Empowering children to take their health into their own hands
Eight-year-old Dipesh can tell his class everything about ‘dast' (diarrhea) and what to do if anyone gets diarrhea. He says if oral rehydration salts (ORS) don't give you relief, you need to go see a doctor.
Like Dipesh, many other children in Shivpuri, Madhya Pradesh now confidently talk about the link between soap and germs, the importance of clean water, and other concrete ways to defeat diarrhea. Sesame Workshop in India's (SWI) initiative “Building Communities of Change” has been instrumental in bringing about this awareness in Shivpuri.
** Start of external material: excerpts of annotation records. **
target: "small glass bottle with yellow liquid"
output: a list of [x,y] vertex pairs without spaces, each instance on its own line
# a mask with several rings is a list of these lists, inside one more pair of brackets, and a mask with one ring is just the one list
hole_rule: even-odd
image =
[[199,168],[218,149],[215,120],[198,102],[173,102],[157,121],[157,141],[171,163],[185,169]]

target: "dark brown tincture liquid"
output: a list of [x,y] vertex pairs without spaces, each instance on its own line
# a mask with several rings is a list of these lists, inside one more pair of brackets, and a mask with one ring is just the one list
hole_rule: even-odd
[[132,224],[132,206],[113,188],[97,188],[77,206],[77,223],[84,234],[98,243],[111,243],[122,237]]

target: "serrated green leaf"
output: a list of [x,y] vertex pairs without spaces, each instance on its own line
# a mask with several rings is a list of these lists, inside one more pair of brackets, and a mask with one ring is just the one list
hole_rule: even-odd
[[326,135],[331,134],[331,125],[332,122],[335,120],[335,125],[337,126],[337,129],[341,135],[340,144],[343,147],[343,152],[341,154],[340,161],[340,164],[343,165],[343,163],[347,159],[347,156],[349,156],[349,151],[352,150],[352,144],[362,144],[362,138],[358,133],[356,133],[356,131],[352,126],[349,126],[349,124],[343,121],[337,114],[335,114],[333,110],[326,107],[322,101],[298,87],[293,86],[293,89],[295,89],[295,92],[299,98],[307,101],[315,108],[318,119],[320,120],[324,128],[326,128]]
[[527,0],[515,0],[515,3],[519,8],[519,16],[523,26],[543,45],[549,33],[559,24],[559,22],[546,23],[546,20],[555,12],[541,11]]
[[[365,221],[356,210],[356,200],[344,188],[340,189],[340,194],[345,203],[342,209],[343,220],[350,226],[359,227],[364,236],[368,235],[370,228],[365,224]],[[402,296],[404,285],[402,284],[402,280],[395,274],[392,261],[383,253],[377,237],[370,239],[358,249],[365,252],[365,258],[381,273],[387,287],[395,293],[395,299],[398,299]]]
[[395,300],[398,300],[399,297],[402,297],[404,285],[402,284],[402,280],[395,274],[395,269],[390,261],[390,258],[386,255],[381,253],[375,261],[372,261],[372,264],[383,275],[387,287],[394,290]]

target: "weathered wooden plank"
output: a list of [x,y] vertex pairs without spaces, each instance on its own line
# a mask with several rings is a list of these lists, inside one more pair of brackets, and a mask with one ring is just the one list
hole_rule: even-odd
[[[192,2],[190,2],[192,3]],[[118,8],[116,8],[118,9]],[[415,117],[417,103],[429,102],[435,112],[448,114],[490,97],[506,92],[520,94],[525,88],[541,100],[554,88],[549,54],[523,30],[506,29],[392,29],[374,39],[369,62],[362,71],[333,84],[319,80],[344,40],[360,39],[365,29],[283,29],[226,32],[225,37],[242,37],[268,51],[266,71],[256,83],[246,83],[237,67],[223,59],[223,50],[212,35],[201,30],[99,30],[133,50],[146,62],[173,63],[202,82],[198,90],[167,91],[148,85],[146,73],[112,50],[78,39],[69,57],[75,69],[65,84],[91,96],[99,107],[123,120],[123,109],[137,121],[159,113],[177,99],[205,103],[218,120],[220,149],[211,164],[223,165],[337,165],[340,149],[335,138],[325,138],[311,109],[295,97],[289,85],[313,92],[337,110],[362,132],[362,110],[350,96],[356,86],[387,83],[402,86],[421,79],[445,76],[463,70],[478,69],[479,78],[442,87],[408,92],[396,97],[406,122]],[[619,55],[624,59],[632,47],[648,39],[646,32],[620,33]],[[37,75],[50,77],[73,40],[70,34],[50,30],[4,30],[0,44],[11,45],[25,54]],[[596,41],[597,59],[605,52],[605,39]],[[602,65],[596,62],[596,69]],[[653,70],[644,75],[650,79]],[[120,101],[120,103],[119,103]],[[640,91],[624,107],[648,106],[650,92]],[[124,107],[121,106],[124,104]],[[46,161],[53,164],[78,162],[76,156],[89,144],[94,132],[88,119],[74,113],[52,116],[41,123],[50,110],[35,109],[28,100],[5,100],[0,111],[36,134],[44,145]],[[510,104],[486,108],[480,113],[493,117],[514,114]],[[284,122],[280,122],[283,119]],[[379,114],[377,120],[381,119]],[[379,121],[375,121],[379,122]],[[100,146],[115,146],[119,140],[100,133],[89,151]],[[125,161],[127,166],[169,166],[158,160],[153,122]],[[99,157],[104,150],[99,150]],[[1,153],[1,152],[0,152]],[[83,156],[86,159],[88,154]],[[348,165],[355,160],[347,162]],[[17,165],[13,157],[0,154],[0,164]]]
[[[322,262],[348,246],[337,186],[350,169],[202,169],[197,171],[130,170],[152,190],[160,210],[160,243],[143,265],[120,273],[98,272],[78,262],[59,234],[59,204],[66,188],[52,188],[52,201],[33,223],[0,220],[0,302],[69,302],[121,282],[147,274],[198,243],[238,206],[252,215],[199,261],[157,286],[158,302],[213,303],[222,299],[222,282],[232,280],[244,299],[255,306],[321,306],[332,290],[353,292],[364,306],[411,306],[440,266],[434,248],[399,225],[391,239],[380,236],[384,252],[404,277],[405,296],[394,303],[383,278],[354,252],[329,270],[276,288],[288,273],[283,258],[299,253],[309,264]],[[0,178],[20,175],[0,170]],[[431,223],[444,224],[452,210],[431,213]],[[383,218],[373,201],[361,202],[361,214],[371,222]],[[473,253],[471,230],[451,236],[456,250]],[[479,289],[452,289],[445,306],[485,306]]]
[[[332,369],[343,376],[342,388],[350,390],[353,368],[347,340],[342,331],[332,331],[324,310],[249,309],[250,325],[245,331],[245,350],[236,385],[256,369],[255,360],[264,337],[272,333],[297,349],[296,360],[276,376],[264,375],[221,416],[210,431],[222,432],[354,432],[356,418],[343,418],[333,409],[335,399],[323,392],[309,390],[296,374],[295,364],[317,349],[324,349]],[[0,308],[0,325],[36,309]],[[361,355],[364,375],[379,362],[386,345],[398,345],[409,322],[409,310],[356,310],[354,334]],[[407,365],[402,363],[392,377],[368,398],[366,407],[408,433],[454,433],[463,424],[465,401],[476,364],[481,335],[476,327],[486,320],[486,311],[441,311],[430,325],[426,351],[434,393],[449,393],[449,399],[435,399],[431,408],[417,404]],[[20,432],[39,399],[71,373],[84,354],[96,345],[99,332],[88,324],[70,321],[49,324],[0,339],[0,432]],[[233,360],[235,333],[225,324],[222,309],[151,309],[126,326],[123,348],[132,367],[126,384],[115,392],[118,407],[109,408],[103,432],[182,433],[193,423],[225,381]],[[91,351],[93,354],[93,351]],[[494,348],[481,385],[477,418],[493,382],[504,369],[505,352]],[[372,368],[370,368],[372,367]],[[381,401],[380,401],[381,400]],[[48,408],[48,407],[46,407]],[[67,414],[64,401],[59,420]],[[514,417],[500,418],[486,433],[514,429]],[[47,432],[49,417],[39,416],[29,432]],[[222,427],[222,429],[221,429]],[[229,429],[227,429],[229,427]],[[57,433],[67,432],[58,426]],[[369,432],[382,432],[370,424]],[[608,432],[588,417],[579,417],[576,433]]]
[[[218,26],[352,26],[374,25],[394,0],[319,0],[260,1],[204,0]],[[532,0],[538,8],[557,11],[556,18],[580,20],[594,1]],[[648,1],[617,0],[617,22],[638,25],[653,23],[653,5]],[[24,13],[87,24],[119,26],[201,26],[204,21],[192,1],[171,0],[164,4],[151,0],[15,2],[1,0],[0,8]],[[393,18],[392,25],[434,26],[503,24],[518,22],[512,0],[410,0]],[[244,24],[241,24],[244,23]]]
We employed mobile technologies and the popular Galli Galli Sim Sim characters to empower children as agents of change.
During the needs assessment study we observed that while people in Shivpuri did recognise the habit of handwashing, they lacked knowledge about why washing hands with soap that kills germs is important. People perceived soap as a beautification tool and did not associate it with health and hygiene. Hence, the need was for a programme that would educate them about the critical health messages around hand washing, while helping them build healthy habits for a lifetime. We also observed that while Shivpuri was a media-dark region, still there was high mobile phone penetration. People were hooked on to their mobile phones and radios. So we combined these two technologies to reach out to disenfranchised populations.
We merged radio, mobile technology and on-ground activation to improve knowledge, attitude and practices around diarrhea prevention and management among communities. We developed 14 Galli Galli Sim Sim radio episodes about handwashing, the importance of soap, boiling and safe storage of drinking water, preparing ORS, and many such preventive and treatment steps for diarrhea. The radio shows were specially timed to broadcast over a 12-week period during the monsoon season when diarrhea is most prevalent. It wasn't just radio sets, communities could access the episodes even on their mobile phones by simply giving a missed call to a toll-free IVRS (Interactive Voice Response System) number. We adopted a dynamic process which continuously modified as per the feedback from the targeted community and determined messages which focussed on helping children understand what diarrhea is and giving them appropriate language to talk about it.
Lakshmi Garg, one of the facilitators for the program shared that the IVRS was a big hit among kids as they could easily access these radio episodes on their parents' phones. It was motivating to see how kids had started taking charge of their health. 6 years old Sonali had even memorized the IVRS phone number so that she didn't need to refer to the sticker every time to call. Kids could now recognise diarrhea and its symptoms and could recollect how Chamki advised them to take ORS in case of diarrhea.
All children deserve to live healthy and happy lives and realize their full potential. Yet diseases like diarrhea have been taking away many lives in the early years. Diarrhea kills 225,000 children every year in India. This is a tragedy, more so because it is usually an entirely preventable disease. A wide body of research shows that knowledge about washing hands with water and soap and administering oral rehydration salts (ORS) as the first line of treatment can reduce diarrheal deaths by 93%.
The “Building Communities of Change” project reached 1.5 million people (200,000 children) through All India Radio (AIR) Shivpuri and eight community radio stations. By empowering children to be agents of change we were able to help communities take the first step towards preventing diarrhea and its related deaths.